Few days ago, I came across an article about a new celebrity mom and how she had a hard time admitting that she isn’t breastfeeding her baby. No judgement here, tbh. After all, there are new moms who are unable to produce gallons of breastmilk or there are some who simply don’t like to.
According to the World Health Organization, breastfeeding is crucial to ensure the baby’s health and survival. This is because breastmilk contains antibodies that could protect the baby against common childhood illnesses. Breastfed kids are less likely to be overweight or obese and could perform better in school. Unfortunately, almost two out of three infants are not exclusively breastfeed for at least the first six months (1).
Then, there’s the pressure to breastfeed.
For my first pregnancy, people in the hospital were telling me to breastfeed. I was a young, first time mom who went through major body changes. Plus, I gave birth via CS so yeah, it was really painful when the anesthesia wore off. As much as I want to breastfeed, my body wasn’t cooperating. I gave a go signal to the nurses in the nursery to formula-feed my daughter.
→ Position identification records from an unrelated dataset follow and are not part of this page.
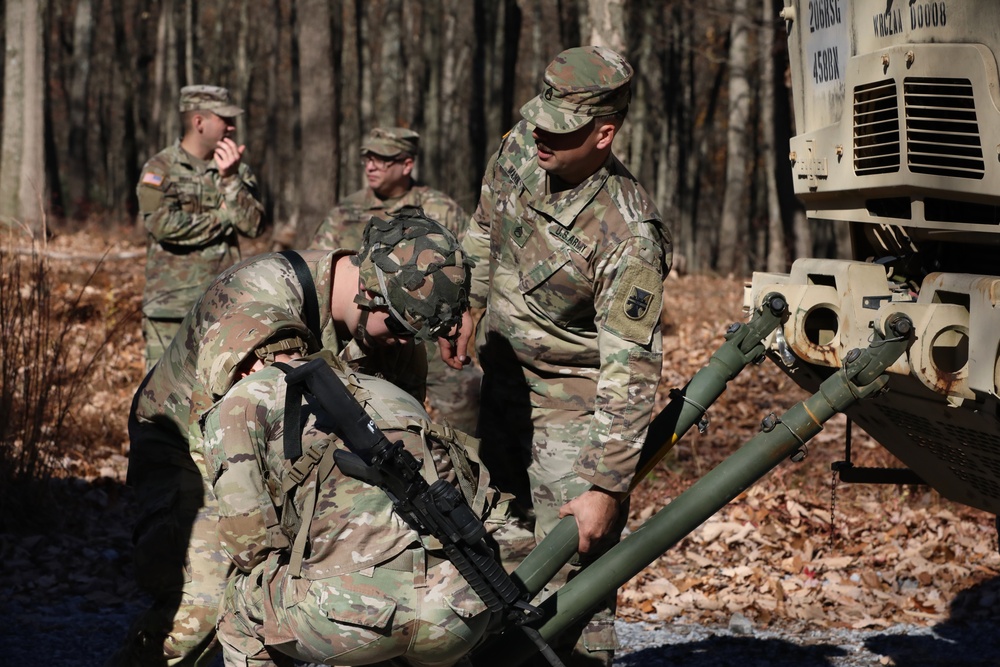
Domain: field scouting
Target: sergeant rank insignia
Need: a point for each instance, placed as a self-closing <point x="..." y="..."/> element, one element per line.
<point x="637" y="303"/>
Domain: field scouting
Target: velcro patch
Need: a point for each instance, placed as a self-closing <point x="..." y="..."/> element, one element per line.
<point x="151" y="178"/>
<point x="636" y="305"/>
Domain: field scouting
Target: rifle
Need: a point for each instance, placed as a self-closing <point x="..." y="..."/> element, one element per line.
<point x="436" y="509"/>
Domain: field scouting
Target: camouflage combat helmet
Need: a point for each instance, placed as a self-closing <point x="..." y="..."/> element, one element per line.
<point x="416" y="268"/>
<point x="250" y="330"/>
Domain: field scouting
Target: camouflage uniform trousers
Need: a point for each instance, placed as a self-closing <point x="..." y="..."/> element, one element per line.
<point x="452" y="393"/>
<point x="411" y="606"/>
<point x="179" y="560"/>
<point x="158" y="333"/>
<point x="534" y="456"/>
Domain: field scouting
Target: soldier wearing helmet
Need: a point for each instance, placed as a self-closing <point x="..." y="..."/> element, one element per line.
<point x="388" y="155"/>
<point x="271" y="306"/>
<point x="339" y="580"/>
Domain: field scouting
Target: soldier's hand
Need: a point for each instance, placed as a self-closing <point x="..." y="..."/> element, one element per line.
<point x="455" y="354"/>
<point x="595" y="512"/>
<point x="228" y="156"/>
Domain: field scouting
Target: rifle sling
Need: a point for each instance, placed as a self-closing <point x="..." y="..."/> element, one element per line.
<point x="310" y="301"/>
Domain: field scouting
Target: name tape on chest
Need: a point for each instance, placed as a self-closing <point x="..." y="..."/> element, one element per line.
<point x="574" y="242"/>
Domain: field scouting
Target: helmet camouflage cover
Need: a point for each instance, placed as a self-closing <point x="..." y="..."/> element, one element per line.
<point x="416" y="268"/>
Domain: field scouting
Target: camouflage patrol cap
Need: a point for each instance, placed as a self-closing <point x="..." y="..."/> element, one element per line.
<point x="208" y="98"/>
<point x="581" y="83"/>
<point x="239" y="333"/>
<point x="416" y="268"/>
<point x="391" y="141"/>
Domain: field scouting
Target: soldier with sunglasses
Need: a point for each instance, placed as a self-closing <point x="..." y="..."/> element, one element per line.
<point x="408" y="282"/>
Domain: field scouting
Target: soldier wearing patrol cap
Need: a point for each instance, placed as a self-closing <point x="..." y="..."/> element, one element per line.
<point x="570" y="257"/>
<point x="195" y="197"/>
<point x="388" y="155"/>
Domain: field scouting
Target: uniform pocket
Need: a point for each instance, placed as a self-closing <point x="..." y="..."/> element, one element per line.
<point x="350" y="605"/>
<point x="554" y="289"/>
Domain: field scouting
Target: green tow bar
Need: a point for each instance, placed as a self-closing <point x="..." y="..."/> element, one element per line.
<point x="687" y="406"/>
<point x="862" y="376"/>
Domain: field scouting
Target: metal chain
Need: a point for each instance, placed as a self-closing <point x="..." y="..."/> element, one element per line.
<point x="833" y="509"/>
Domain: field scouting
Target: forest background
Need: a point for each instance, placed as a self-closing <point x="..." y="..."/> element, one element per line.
<point x="90" y="93"/>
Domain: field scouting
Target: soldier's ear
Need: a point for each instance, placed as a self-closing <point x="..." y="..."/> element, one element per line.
<point x="606" y="132"/>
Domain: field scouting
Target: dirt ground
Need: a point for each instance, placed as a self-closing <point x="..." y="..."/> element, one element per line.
<point x="797" y="548"/>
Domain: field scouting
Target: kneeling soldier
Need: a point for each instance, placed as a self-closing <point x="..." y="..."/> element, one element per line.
<point x="327" y="571"/>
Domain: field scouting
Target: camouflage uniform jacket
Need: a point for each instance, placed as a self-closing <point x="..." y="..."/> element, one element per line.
<point x="237" y="313"/>
<point x="192" y="216"/>
<point x="573" y="286"/>
<point x="346" y="221"/>
<point x="353" y="526"/>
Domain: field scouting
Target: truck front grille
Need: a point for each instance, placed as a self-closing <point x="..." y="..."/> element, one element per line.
<point x="942" y="133"/>
<point x="876" y="128"/>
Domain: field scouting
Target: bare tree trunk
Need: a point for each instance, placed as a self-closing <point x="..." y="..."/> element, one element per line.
<point x="23" y="187"/>
<point x="803" y="234"/>
<point x="776" y="260"/>
<point x="166" y="126"/>
<point x="733" y="231"/>
<point x="317" y="97"/>
<point x="190" y="35"/>
<point x="78" y="185"/>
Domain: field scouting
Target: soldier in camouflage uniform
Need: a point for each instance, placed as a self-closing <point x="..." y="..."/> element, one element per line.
<point x="410" y="280"/>
<point x="388" y="155"/>
<point x="366" y="589"/>
<point x="570" y="260"/>
<point x="194" y="198"/>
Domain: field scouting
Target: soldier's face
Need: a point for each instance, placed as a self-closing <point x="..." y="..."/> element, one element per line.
<point x="218" y="127"/>
<point x="571" y="156"/>
<point x="387" y="176"/>
<point x="380" y="331"/>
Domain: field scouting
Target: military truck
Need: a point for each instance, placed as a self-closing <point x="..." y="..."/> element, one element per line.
<point x="897" y="137"/>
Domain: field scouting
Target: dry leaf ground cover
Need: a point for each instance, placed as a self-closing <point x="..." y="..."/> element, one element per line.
<point x="781" y="554"/>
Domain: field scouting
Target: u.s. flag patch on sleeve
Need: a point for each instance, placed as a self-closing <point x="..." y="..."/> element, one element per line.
<point x="149" y="178"/>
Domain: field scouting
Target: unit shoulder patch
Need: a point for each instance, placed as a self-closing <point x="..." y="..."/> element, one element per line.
<point x="636" y="305"/>
<point x="152" y="178"/>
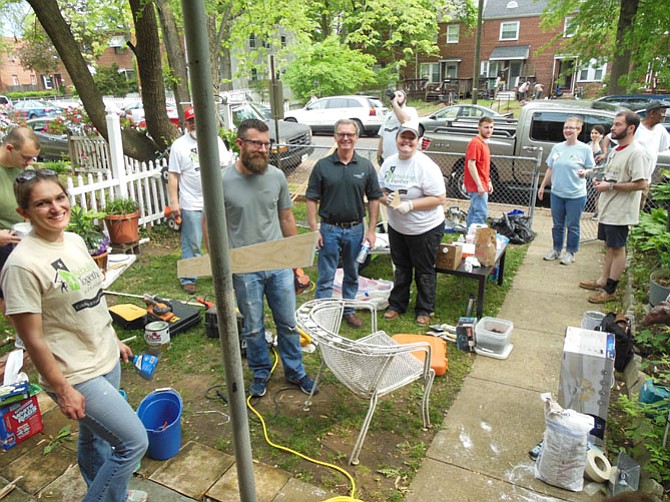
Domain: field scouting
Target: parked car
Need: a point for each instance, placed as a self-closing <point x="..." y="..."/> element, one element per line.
<point x="52" y="146"/>
<point x="540" y="125"/>
<point x="321" y="115"/>
<point x="33" y="108"/>
<point x="448" y="114"/>
<point x="295" y="140"/>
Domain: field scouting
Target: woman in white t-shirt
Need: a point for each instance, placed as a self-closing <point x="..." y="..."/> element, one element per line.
<point x="415" y="197"/>
<point x="53" y="293"/>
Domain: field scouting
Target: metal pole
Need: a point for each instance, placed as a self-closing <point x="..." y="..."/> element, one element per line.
<point x="478" y="44"/>
<point x="195" y="22"/>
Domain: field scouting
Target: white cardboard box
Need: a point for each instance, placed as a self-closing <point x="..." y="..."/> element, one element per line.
<point x="587" y="374"/>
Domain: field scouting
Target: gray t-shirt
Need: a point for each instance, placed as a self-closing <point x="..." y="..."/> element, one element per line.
<point x="253" y="204"/>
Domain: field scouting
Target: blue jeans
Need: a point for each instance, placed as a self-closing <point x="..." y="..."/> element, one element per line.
<point x="278" y="288"/>
<point x="566" y="213"/>
<point x="338" y="241"/>
<point x="479" y="210"/>
<point x="112" y="439"/>
<point x="191" y="238"/>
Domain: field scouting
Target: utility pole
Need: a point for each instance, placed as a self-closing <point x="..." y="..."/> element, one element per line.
<point x="478" y="44"/>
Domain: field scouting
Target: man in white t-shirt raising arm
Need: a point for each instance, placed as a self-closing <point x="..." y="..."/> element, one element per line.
<point x="394" y="119"/>
<point x="654" y="137"/>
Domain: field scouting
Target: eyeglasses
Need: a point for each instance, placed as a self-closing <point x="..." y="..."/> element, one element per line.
<point x="256" y="143"/>
<point x="30" y="174"/>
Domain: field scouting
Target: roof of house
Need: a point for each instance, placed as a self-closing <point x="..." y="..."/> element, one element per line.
<point x="500" y="9"/>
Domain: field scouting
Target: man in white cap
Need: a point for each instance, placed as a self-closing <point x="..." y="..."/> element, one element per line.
<point x="185" y="191"/>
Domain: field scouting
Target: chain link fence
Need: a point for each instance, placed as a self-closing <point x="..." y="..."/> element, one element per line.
<point x="515" y="183"/>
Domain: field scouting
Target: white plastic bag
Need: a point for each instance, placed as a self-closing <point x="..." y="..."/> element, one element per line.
<point x="563" y="457"/>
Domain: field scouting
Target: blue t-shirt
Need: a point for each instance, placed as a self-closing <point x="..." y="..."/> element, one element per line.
<point x="566" y="161"/>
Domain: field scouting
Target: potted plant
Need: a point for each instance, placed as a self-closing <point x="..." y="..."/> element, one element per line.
<point x="122" y="220"/>
<point x="83" y="223"/>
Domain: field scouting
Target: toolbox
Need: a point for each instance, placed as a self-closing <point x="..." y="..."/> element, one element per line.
<point x="438" y="358"/>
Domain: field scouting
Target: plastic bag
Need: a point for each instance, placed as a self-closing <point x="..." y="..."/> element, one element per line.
<point x="514" y="226"/>
<point x="563" y="457"/>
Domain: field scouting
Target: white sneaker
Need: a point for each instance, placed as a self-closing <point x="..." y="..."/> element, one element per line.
<point x="552" y="255"/>
<point x="137" y="496"/>
<point x="568" y="258"/>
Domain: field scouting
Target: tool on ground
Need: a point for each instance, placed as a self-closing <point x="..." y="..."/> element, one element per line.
<point x="172" y="218"/>
<point x="159" y="307"/>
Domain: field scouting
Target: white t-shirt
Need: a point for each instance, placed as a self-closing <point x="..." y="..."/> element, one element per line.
<point x="389" y="130"/>
<point x="654" y="141"/>
<point x="184" y="161"/>
<point x="415" y="178"/>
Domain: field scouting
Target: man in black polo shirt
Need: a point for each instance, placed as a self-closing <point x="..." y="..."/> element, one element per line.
<point x="337" y="187"/>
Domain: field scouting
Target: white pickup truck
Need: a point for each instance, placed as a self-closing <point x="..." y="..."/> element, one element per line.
<point x="540" y="125"/>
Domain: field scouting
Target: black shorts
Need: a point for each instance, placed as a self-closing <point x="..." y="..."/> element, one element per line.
<point x="615" y="236"/>
<point x="4" y="254"/>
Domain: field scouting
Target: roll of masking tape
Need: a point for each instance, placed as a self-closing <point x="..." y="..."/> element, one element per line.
<point x="598" y="468"/>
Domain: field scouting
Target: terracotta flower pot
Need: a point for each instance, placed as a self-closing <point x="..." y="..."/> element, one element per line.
<point x="123" y="228"/>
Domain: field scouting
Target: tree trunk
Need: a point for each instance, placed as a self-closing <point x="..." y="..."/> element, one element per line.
<point x="149" y="67"/>
<point x="137" y="146"/>
<point x="176" y="56"/>
<point x="621" y="61"/>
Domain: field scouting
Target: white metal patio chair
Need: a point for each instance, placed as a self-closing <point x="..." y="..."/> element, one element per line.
<point x="369" y="367"/>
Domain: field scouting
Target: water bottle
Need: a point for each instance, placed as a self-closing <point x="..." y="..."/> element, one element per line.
<point x="363" y="253"/>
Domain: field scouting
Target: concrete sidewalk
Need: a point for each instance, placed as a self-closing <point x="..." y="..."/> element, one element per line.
<point x="481" y="451"/>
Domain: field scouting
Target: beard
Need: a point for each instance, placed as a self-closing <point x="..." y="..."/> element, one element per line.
<point x="255" y="163"/>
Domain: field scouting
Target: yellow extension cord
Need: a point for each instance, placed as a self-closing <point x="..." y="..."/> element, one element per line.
<point x="352" y="482"/>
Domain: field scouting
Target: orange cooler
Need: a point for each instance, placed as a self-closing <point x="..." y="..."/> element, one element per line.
<point x="439" y="361"/>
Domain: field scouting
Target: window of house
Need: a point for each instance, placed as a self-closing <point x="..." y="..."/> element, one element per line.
<point x="592" y="72"/>
<point x="451" y="70"/>
<point x="452" y="33"/>
<point x="509" y="30"/>
<point x="432" y="71"/>
<point x="569" y="27"/>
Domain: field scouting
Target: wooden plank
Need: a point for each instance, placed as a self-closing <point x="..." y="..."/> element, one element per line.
<point x="291" y="252"/>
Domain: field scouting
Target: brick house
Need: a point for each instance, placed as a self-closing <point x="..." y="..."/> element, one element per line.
<point x="510" y="53"/>
<point x="15" y="78"/>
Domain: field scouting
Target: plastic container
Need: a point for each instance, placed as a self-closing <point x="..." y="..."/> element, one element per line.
<point x="592" y="319"/>
<point x="160" y="412"/>
<point x="493" y="334"/>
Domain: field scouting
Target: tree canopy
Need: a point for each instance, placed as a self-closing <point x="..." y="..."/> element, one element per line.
<point x="612" y="31"/>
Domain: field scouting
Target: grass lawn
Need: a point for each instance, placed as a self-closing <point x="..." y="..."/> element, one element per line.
<point x="395" y="445"/>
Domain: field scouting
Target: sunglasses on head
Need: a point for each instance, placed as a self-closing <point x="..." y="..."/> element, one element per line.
<point x="30" y="174"/>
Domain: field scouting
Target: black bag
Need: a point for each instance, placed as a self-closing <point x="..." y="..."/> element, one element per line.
<point x="515" y="227"/>
<point x="619" y="326"/>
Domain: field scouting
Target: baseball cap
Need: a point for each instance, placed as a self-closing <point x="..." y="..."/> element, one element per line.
<point x="409" y="126"/>
<point x="656" y="105"/>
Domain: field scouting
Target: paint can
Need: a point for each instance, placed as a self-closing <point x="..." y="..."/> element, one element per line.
<point x="157" y="334"/>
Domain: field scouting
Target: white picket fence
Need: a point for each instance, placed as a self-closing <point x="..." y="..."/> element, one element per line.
<point x="122" y="177"/>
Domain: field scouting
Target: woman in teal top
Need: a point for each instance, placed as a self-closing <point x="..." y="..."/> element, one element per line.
<point x="568" y="165"/>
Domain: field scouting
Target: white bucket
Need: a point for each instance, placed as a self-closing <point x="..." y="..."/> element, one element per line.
<point x="592" y="319"/>
<point x="157" y="333"/>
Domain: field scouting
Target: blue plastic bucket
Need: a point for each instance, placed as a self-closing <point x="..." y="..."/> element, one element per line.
<point x="160" y="412"/>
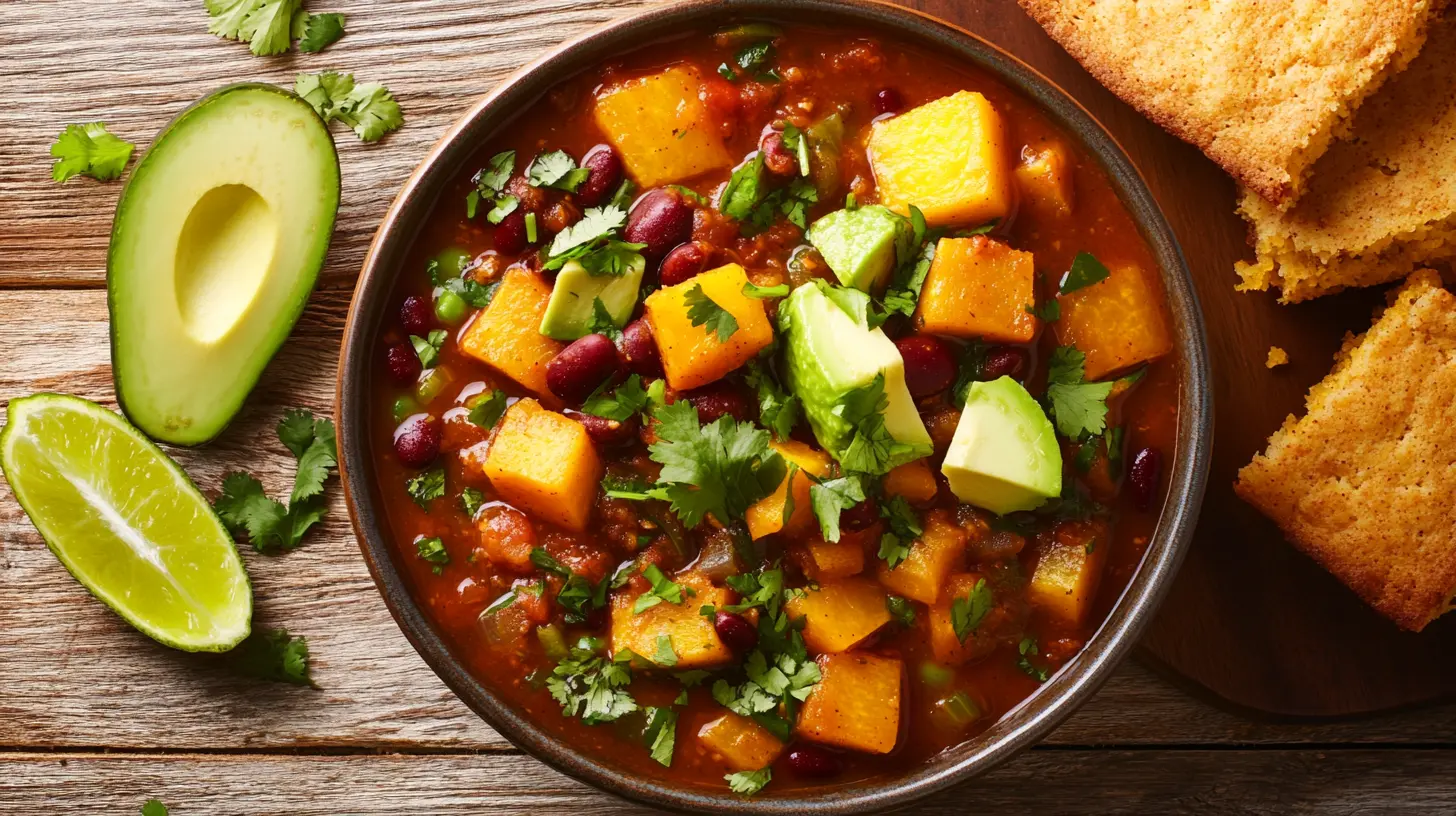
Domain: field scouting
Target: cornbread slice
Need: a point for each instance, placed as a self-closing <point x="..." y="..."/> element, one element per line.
<point x="1366" y="483"/>
<point x="1381" y="203"/>
<point x="1261" y="86"/>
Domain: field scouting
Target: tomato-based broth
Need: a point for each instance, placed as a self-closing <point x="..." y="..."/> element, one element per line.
<point x="785" y="410"/>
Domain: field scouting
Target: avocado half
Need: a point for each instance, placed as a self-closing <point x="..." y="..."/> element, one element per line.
<point x="217" y="242"/>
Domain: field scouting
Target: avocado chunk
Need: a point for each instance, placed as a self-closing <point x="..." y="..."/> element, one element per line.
<point x="859" y="245"/>
<point x="217" y="241"/>
<point x="575" y="292"/>
<point x="830" y="353"/>
<point x="1003" y="455"/>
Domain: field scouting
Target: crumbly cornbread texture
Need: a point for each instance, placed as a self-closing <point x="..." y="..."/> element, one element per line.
<point x="1261" y="86"/>
<point x="1366" y="481"/>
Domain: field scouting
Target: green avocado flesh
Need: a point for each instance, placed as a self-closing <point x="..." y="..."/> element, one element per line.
<point x="1005" y="455"/>
<point x="859" y="245"/>
<point x="575" y="292"/>
<point x="217" y="241"/>
<point x="829" y="354"/>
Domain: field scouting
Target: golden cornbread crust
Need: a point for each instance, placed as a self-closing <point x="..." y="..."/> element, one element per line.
<point x="1261" y="86"/>
<point x="1366" y="481"/>
<point x="1381" y="203"/>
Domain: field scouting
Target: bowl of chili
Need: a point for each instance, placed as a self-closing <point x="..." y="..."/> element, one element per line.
<point x="650" y="634"/>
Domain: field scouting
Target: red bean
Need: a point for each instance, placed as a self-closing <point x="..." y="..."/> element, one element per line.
<point x="929" y="365"/>
<point x="736" y="631"/>
<point x="814" y="762"/>
<point x="719" y="399"/>
<point x="606" y="175"/>
<point x="404" y="363"/>
<point x="607" y="433"/>
<point x="1142" y="477"/>
<point x="417" y="440"/>
<point x="580" y="367"/>
<point x="417" y="315"/>
<point x="641" y="350"/>
<point x="776" y="156"/>
<point x="888" y="101"/>
<point x="661" y="220"/>
<point x="1003" y="362"/>
<point x="685" y="261"/>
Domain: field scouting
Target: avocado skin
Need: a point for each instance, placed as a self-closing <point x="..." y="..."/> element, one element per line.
<point x="238" y="392"/>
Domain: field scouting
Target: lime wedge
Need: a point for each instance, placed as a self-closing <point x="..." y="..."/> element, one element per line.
<point x="127" y="522"/>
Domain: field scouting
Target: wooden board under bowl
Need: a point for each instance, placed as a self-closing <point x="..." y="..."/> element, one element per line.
<point x="1249" y="620"/>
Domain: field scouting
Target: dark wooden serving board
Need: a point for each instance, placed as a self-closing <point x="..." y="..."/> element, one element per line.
<point x="1249" y="620"/>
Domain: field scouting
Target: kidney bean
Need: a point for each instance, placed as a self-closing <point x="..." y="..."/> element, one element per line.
<point x="1003" y="362"/>
<point x="888" y="101"/>
<point x="736" y="631"/>
<point x="719" y="399"/>
<point x="404" y="363"/>
<point x="1143" y="474"/>
<point x="417" y="315"/>
<point x="606" y="175"/>
<point x="814" y="762"/>
<point x="580" y="367"/>
<point x="929" y="365"/>
<point x="661" y="220"/>
<point x="417" y="440"/>
<point x="641" y="350"/>
<point x="685" y="261"/>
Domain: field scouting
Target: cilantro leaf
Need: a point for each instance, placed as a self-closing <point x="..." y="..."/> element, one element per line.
<point x="702" y="311"/>
<point x="89" y="150"/>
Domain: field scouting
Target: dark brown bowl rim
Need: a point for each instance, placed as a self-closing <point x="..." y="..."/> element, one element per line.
<point x="1018" y="729"/>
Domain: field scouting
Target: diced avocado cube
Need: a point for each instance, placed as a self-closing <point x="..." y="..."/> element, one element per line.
<point x="859" y="245"/>
<point x="830" y="354"/>
<point x="572" y="299"/>
<point x="1003" y="455"/>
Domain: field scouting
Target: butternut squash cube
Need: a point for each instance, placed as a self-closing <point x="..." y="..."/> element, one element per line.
<point x="1044" y="178"/>
<point x="661" y="127"/>
<point x="1069" y="569"/>
<point x="979" y="287"/>
<point x="695" y="641"/>
<point x="545" y="465"/>
<point x="855" y="704"/>
<point x="743" y="743"/>
<point x="944" y="641"/>
<point x="1117" y="322"/>
<point x="932" y="558"/>
<point x="913" y="481"/>
<point x="766" y="515"/>
<point x="840" y="614"/>
<point x="693" y="356"/>
<point x="505" y="334"/>
<point x="948" y="158"/>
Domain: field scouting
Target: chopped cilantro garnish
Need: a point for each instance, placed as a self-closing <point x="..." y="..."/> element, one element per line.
<point x="703" y="311"/>
<point x="89" y="150"/>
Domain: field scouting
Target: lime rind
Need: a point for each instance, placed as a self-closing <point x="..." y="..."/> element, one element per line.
<point x="127" y="522"/>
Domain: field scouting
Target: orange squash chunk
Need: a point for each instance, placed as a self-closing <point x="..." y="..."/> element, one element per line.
<point x="693" y="356"/>
<point x="944" y="641"/>
<point x="932" y="558"/>
<point x="507" y="337"/>
<point x="840" y="614"/>
<point x="743" y="743"/>
<point x="948" y="158"/>
<point x="855" y="704"/>
<point x="766" y="515"/>
<point x="979" y="287"/>
<point x="545" y="464"/>
<point x="661" y="127"/>
<point x="695" y="641"/>
<point x="1117" y="322"/>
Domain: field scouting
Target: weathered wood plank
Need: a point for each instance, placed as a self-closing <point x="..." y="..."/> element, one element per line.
<point x="1225" y="783"/>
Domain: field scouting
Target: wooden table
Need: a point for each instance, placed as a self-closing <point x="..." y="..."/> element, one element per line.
<point x="96" y="719"/>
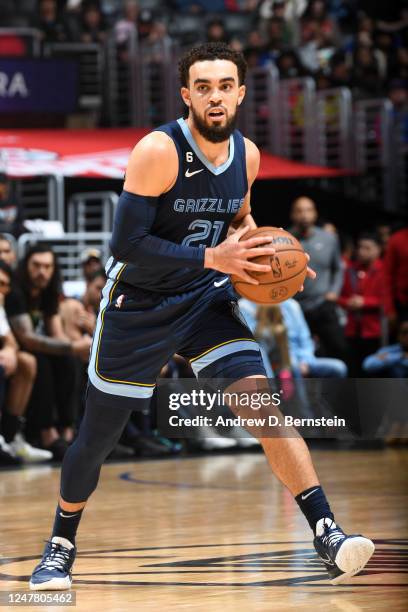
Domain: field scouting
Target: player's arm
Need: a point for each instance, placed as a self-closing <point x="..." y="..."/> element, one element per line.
<point x="152" y="170"/>
<point x="243" y="217"/>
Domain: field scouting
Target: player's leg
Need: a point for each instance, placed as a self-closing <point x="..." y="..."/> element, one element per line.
<point x="104" y="419"/>
<point x="290" y="460"/>
<point x="227" y="350"/>
<point x="123" y="366"/>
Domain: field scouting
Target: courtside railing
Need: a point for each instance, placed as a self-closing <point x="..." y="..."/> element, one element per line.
<point x="68" y="249"/>
<point x="91" y="211"/>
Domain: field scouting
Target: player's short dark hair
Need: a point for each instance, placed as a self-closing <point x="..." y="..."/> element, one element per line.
<point x="4" y="267"/>
<point x="211" y="52"/>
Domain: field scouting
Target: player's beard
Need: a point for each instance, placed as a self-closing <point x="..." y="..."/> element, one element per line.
<point x="214" y="133"/>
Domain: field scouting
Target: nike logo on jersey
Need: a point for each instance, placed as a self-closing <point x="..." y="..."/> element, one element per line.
<point x="188" y="173"/>
<point x="220" y="283"/>
<point x="309" y="494"/>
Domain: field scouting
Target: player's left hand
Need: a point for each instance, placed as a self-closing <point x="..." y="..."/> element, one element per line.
<point x="310" y="273"/>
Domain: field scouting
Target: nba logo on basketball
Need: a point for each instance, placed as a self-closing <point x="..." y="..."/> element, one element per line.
<point x="119" y="301"/>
As soon as we got home, formula feeding prevailed. Unfortunately, exhaustion and PPD won over the need to breastfeed my child. I wasn’t at my best state during that time because I was also dealing with major adjustments in my life – new house, building a family, new baby. There was also uncertainty with law school, which added to the pressure and stress, and it clouded my mindset.
I still tried and succeeded several times but I just didn’t like it. I just wasn’t comfortable. It was painful. There wasn’t enough milk coming out to satisfy my daughter. Back then, there weren’t lactation treats so I heavily relied on malunggay and increasing fluid intake. After almost four months, I gave up on breastfeeding.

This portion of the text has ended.